Background Anti-citrullinated protein antibodies (ACPA) aggravate inflammation, activate osteoclasts, and accelerate bone resorption in RA patients.1 We previously reported that a decrease in ACPA was observed during 52 weeks of TCZ therapy, and that there was a possibility of rapid radiographic progression being predicted from ACPA levels.2 However, the predictability of long-term progression of articular destruction in terms of changes in ACPA in patients on TCZ, the only IL-6 inhibitor currently available, remains unclear.

Objectives This study aimed to examine whether changes in ACPA during 104 weeks of TCZ therapy can serve as a predictive factor for long-term progression of articular destruction in RA patients not adequately responding to existing treatment.

Methods This was a long-term administration study carried out in succession to the Actor Study that began in 2008. The observation period in this study was 104 weeks. TCZ at a dose of 8 mg/kg was given every 4 weeks. Anti-CCP antibodies were measured by enzyme-linked immunosorbent assay (ELISA) at each TCZ administration. Changes in ACPA and progression of articular destruction were evaluated over 104 weeks. The relationships between ACPA changes at 4, 12, and 24 weeks of TCZ therapy and the modified total sharp score (mTSS) at 2 years were evaluated.
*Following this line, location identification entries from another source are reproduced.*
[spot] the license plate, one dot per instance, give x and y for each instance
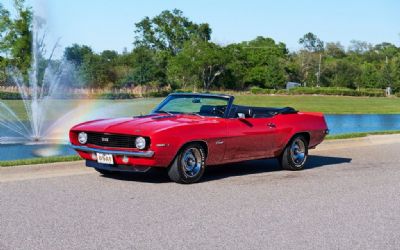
(105, 158)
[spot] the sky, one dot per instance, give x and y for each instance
(109, 25)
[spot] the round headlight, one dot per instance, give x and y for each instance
(140, 142)
(82, 137)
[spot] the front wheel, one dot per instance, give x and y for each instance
(188, 166)
(104, 172)
(295, 154)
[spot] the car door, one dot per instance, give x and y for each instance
(249, 138)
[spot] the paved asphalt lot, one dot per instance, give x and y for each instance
(347, 198)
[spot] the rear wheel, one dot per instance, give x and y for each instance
(295, 154)
(188, 166)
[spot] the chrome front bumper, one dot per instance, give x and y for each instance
(144, 154)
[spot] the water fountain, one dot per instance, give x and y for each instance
(36, 96)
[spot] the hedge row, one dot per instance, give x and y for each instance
(109, 95)
(320, 91)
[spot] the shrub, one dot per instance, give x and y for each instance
(10, 96)
(321, 91)
(114, 96)
(162, 93)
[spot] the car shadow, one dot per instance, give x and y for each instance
(159, 175)
(266, 165)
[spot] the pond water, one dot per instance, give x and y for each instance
(338, 124)
(344, 124)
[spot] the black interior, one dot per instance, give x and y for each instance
(249, 112)
(259, 112)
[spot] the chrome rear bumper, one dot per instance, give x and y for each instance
(144, 154)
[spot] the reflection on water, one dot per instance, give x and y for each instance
(343, 124)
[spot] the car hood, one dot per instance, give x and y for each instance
(143, 125)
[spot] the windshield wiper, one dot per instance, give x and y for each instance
(163, 112)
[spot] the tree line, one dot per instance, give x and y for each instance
(170, 49)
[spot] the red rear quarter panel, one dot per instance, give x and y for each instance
(288, 125)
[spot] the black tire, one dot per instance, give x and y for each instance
(189, 164)
(104, 172)
(295, 155)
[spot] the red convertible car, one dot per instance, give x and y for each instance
(187, 132)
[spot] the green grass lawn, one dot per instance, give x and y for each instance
(326, 104)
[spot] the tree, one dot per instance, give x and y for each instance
(265, 62)
(16, 36)
(199, 62)
(311, 43)
(359, 47)
(76, 53)
(144, 66)
(335, 50)
(169, 31)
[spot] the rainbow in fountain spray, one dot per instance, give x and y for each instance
(37, 94)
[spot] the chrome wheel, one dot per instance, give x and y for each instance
(191, 162)
(298, 151)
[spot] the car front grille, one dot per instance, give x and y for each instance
(112, 140)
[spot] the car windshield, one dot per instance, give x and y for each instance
(195, 105)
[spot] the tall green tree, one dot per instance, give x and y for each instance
(76, 53)
(16, 36)
(311, 42)
(200, 62)
(169, 31)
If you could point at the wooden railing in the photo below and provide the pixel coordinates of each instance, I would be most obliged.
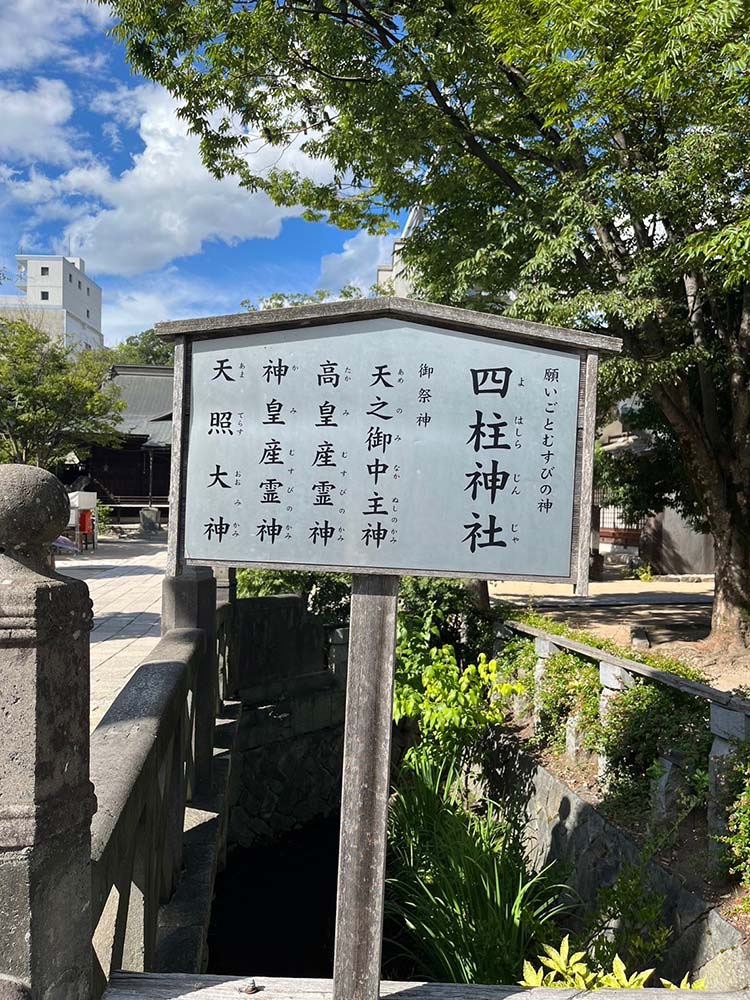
(729, 715)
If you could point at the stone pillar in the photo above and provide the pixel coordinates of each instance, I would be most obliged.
(338, 654)
(46, 798)
(544, 649)
(613, 679)
(728, 728)
(189, 601)
(226, 584)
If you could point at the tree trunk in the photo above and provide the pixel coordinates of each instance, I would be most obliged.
(731, 611)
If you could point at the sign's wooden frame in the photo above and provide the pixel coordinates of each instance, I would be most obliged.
(586, 346)
(374, 604)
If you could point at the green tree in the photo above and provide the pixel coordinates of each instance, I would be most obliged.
(145, 348)
(52, 401)
(582, 162)
(285, 300)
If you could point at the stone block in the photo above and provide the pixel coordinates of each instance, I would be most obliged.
(639, 637)
(667, 790)
(729, 725)
(615, 678)
(545, 647)
(574, 737)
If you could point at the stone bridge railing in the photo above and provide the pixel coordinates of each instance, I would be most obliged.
(729, 718)
(83, 865)
(142, 768)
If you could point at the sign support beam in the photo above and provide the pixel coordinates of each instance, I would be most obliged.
(366, 785)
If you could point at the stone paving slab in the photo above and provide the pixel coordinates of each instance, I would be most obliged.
(124, 579)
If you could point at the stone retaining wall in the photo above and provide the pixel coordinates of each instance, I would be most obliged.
(564, 827)
(288, 761)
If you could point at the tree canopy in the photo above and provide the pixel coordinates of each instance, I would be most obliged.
(145, 348)
(581, 162)
(52, 401)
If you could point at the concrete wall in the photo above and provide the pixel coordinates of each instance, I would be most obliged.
(671, 545)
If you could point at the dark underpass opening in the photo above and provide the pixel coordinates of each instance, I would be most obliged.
(274, 910)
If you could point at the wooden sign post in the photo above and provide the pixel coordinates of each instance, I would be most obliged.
(381, 437)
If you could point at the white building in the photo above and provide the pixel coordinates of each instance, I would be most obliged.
(394, 275)
(58, 298)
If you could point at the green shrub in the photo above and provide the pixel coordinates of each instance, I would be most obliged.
(646, 721)
(453, 706)
(463, 624)
(562, 969)
(737, 802)
(628, 918)
(516, 661)
(460, 890)
(325, 594)
(570, 686)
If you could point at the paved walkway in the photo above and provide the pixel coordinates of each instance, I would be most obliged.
(124, 579)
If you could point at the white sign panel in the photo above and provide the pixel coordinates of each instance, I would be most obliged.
(382, 445)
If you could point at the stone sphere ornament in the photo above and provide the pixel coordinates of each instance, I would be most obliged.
(34, 510)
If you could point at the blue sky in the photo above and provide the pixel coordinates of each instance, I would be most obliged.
(94, 158)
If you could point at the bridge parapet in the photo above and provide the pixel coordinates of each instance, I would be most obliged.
(46, 799)
(143, 771)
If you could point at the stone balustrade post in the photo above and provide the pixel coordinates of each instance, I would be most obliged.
(189, 601)
(613, 680)
(543, 648)
(46, 798)
(728, 728)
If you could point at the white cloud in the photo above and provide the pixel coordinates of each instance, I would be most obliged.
(34, 123)
(357, 264)
(33, 32)
(159, 297)
(166, 205)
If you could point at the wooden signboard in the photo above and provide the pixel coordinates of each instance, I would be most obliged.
(381, 437)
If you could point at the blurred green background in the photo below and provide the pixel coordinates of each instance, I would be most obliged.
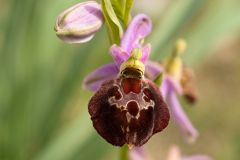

Results Of 58 patients who enrolled in the Actor Study, 22 in whom the study parameters were measurable over 104 weeks were evaluated in this study. The median ACPA level [interquartile range] decreased from 154 [52-545] before therapy to 70 [19-319] after 104 weeks of therapy (P=0.05). There was no correlation between changes in ACPA and changes in DAS28 or CDAI after 104 weeks of therapy. Progression of articular destruction was found in 4 patients. When patients who showed progression of articular destruction were compared with those without such progression (defined as ΔmTSS<0.5 per year), the ACPA level tended to be higher in the former at 24 weeks (P=0.05).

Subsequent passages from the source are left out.